The old man talks to himself a good deal while he is fishing. He thinks it started when the boy, his fishing companion, had to stop fishing with him (Hemingway 23). He talks to his hands, a bird, a jelly fish, and the fish he is catching. He misses having the boy with him, so he makes companions out of the things around him. It may be a little strange, but no one like being all by themselves, and an unresponsive companion is better than no companion at all.
The old man has great respect for the fish he is catching. He even refers to it as his brother, and that implys that he loves the fish (Hemingway 45). However, when he sees a Portugese man-o-war he calls it a "whore" (Hemingway 22). The difference between the two is that the fish fights with its strength and the man-o-war uses treacherous stingers. So the old man respects the fish and its ability and hates the men-o-war.

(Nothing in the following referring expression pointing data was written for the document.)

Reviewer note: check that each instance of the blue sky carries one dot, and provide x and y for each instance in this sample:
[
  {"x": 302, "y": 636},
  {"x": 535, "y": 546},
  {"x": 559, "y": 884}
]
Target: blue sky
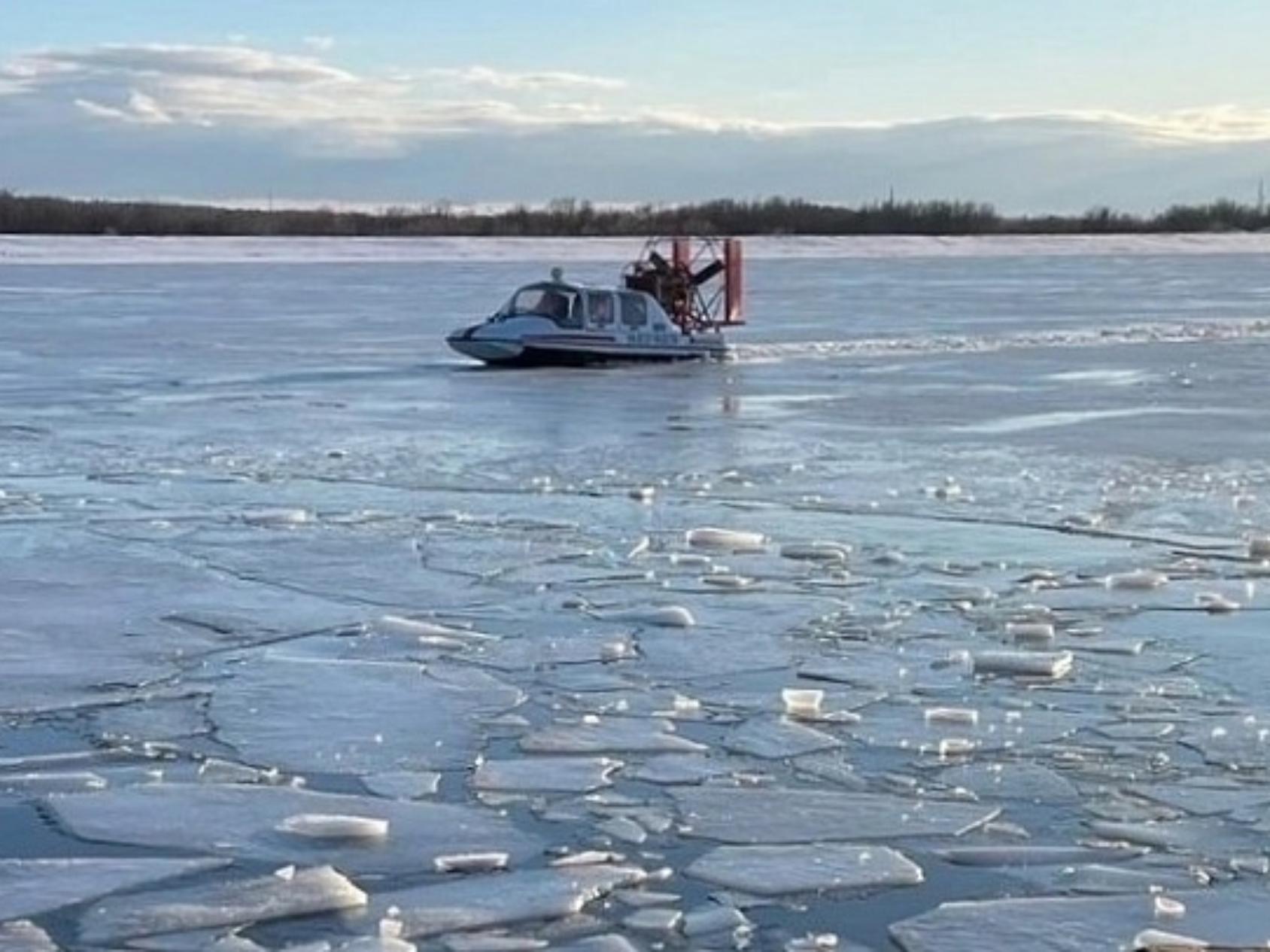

What I really caught was that Hemingway gave the old man a hero to look up to. Once when the old man gets tired and lets his mind wander he thinks of "the great Dimaggio" and wonders how he would do fishing (Hemingway 35). He tries very had because he wants to be as much like his hero as possible, and work through whatever pain he has (Hemingway 35). Everyone needs a hero, and even if it is not a driving force in a person's life to be like their hero, people still work harder and aspire to higher things because of their heroes.
These details in the old man's character make him seem very real. It is because of them that, while reading the story, I was half wondering whether or not the story was true.
Hemingway, Ernest. The Old Man and the Sea. New York: Scribner, 2003. Print.